The flying termites in Thailand do not swarm in the same manner as the more familiar flying ants that I knew as a child back in the USA. In the States, of a summer eve, you might see a dozen or so flying ants fluttering around a street lamp, vainly looking for a place to land and mate. They were no more of a nuisance than a summer sun shower.
But the swarming of flying termites in Thailand is more like a Biblical happening. I spent my first several years in Thailand in areas that did not have flying termites, so I never heard about them. Then, when I moved on down to Ban Phe, on the Gulf Coast . . . BAM! They exploded on me one rainy evening.
An early evening storm had moved in from Koh Samet, drumming on the dry thatch of the roof where I was eating dinner, sounding like tiny firecrackers. Like all good meals in Thailand, this was a leisurely one. I had ordered crab fried rice, and while waiting for it had gone across the street for some grilled chicken thighs from a cart. My mango smoothie had some rather large ice chips in it still, so I asked the proprietor, a young women with two mewling brats hanging on to her sarong, to stick it back in the blender for a bit longer, which she willingly did while abusing her infants, threatening to tie bricks around their necks and throw them into the ocean. I like crab fried rice the way Thais make it, because it’s like watermelon; you take a big bite and then instead of spitting out seeds, you spit out bits of crab shell. I was dining al fresco, under a canopy of thatch, so I could spit out into the dust to my hearts’ content. All in all, I spent probably 3 hours at that little café, waiting for the rain to end and the street-side sewers to subside.
As I strolled back to my room I noticed the usual gang of bugs circling the street lights, or so I thought. There are always bugs flitting about in Thailand, whether in the midday sun or the evening murk. I’d grown used to being hit in the head by an errant flying cockchafer from time to time, so I had no foreboding of what lay ahead.
Flying critters seemed rather thicker than usual around the front door of the place where I roomed, but I was unprepared for the horror that lurked in my bedroom – for I had unwisely left my light on, and the flying termites are great lovers of light, seeking it out with suicidal determination for their mating rituals.
My bed was covered with a pulsating blanket of them, writhing and shedding their wings, to become mindless little slugs crawling about my most cherished private space.
I sprang to the bed, ripped the coverlet off, and vigorously shook it outside on my balcony. Bad mistake, because in going out to my balcony I had to turn the balcony light on. This attracted a million more flying termites, which began landing on me and invading my bedroom by the thousands.
With a wild shriek I raced back inside and shut the balcony door. The flying termites were doing tangoes down my backside and the rumba in my hair. They did not bite or pinch, but their slow crawling on my body was exquisitely nauseating.
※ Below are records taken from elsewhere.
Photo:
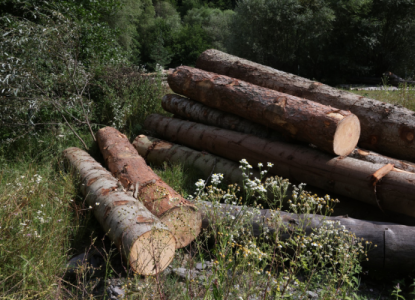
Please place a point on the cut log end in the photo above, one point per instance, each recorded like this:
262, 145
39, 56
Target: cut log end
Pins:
185, 224
152, 252
346, 136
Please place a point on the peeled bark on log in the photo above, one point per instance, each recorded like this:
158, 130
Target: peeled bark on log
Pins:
345, 176
180, 215
193, 111
144, 242
376, 158
395, 244
386, 128
332, 130
158, 151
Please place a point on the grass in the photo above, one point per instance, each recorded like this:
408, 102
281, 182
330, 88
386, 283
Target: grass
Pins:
44, 222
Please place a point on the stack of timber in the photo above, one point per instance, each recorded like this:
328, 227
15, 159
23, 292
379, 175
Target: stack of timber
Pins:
228, 109
145, 243
180, 215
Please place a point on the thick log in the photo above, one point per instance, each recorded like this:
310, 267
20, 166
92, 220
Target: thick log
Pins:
395, 244
332, 130
180, 215
190, 110
158, 151
344, 176
145, 243
386, 128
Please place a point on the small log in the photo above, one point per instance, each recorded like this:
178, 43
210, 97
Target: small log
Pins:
386, 128
345, 176
190, 110
180, 215
144, 242
332, 130
376, 158
395, 244
158, 151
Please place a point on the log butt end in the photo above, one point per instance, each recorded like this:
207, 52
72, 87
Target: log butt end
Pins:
346, 136
185, 222
152, 252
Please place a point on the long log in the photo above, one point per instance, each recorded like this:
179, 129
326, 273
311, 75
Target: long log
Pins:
158, 151
395, 244
194, 111
386, 128
144, 242
180, 215
345, 176
332, 130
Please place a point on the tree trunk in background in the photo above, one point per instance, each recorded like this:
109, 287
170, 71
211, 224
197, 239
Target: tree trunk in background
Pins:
395, 244
193, 111
386, 128
345, 176
332, 130
180, 215
145, 243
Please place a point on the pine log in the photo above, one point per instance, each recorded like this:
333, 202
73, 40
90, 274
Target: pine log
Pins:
386, 128
158, 151
395, 244
332, 130
193, 111
180, 215
345, 176
144, 242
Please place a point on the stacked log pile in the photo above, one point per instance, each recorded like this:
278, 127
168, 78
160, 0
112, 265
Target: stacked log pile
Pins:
228, 109
307, 130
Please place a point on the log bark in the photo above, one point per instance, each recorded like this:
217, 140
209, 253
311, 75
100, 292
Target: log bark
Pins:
332, 130
144, 242
395, 244
190, 110
386, 128
345, 176
158, 151
180, 215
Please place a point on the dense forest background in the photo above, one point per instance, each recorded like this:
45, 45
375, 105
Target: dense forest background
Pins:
75, 62
324, 39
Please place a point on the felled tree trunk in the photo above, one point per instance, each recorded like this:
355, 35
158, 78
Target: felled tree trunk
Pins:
332, 130
376, 158
193, 111
157, 151
386, 128
145, 243
349, 177
395, 244
180, 215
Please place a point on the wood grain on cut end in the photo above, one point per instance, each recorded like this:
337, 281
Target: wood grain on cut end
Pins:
346, 136
152, 252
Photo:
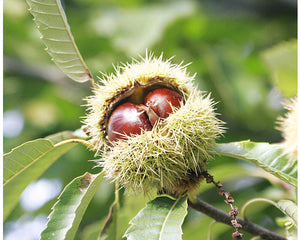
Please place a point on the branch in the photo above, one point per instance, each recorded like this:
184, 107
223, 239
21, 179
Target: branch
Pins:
223, 217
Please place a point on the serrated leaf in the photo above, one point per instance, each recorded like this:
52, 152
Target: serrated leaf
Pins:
161, 219
264, 155
282, 63
290, 209
71, 205
56, 35
109, 229
26, 163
They were all over the floor, and I began to slip as I squashed them by the hundreds, inadvertently making a gooey flying termite paste.
I retreated from my room, a gibbering wreck, and sought out the proprietor. He merely smiled and said, yup, those flying termites come out pretty thick this time of year after a good rain. They’ll be gone in a few hours, he assured me. Then, in the morning, he’d send the maid upstairs to my room to vacuum up all the dead, brown corpses.
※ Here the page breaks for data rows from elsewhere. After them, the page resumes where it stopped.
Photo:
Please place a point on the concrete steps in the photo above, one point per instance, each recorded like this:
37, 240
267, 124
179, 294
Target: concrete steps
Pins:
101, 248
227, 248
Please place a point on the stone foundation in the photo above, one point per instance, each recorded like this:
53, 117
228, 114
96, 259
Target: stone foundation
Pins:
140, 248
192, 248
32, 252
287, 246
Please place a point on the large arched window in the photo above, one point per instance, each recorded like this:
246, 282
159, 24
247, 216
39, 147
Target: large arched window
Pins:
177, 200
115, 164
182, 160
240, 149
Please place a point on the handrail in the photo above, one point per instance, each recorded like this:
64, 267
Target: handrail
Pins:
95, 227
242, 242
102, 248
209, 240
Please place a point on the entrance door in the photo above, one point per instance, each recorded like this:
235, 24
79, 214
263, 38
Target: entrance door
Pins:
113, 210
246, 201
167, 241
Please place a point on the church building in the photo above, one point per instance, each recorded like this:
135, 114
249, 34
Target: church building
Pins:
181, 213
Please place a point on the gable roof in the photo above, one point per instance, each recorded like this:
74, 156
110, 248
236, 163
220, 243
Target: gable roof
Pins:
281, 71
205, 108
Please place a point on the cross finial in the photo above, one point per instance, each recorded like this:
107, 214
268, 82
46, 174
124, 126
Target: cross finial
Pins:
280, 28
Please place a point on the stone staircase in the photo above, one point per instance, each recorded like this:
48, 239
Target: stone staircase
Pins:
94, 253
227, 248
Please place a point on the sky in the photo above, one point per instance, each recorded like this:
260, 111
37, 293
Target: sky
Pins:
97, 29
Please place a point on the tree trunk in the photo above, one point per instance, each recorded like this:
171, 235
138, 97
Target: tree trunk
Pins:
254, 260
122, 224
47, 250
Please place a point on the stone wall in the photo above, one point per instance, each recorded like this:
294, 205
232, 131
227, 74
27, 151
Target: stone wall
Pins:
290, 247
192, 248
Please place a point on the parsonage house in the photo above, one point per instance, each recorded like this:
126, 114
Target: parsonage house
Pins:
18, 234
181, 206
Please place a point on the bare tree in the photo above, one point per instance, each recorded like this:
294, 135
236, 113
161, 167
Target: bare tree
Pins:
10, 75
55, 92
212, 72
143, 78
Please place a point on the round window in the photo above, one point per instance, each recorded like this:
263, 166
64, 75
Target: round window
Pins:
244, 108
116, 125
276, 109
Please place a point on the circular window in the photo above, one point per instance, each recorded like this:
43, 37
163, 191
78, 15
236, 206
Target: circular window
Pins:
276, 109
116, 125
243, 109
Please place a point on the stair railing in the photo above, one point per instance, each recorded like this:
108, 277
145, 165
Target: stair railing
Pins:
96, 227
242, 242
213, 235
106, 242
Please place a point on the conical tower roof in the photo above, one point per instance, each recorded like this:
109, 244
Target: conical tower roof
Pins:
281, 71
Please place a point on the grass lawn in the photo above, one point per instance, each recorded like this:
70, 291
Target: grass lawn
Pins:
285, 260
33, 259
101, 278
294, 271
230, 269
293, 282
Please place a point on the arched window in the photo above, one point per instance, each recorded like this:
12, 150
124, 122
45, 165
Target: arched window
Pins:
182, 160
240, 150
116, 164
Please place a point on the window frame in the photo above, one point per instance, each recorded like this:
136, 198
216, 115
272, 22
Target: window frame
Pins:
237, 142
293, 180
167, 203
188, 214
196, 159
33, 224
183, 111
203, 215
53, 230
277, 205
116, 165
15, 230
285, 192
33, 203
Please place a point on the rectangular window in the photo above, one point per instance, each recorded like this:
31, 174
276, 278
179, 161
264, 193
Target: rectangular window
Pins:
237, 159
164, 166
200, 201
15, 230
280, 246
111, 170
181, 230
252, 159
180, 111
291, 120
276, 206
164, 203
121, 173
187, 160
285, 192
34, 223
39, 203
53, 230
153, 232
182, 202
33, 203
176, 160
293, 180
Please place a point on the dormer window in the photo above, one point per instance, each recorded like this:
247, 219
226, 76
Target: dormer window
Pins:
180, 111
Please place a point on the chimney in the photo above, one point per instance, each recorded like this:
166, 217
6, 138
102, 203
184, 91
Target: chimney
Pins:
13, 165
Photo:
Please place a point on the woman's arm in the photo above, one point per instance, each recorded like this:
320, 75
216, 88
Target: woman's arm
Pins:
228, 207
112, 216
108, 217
I gave myself one last shake, like a wet dog, and settled into a leather chair in the darkened lobby – they knew enough to shut off the lights to keep the flying termites to a minimum. I slept in that chair that night, with no regrets – only an occasional flying termite blundering down on me from the ceiling.
The next day my room was spic and span, as if there had never been any creeping horror there the previous night. The proprietor cheerfully informed me that for the next two months, every time it rained, we’d get a new swarm.
Believe me, I never left my bedroom light on again when I was out.
And if Stephen King reads this, I’ve got first dibs on the story rights!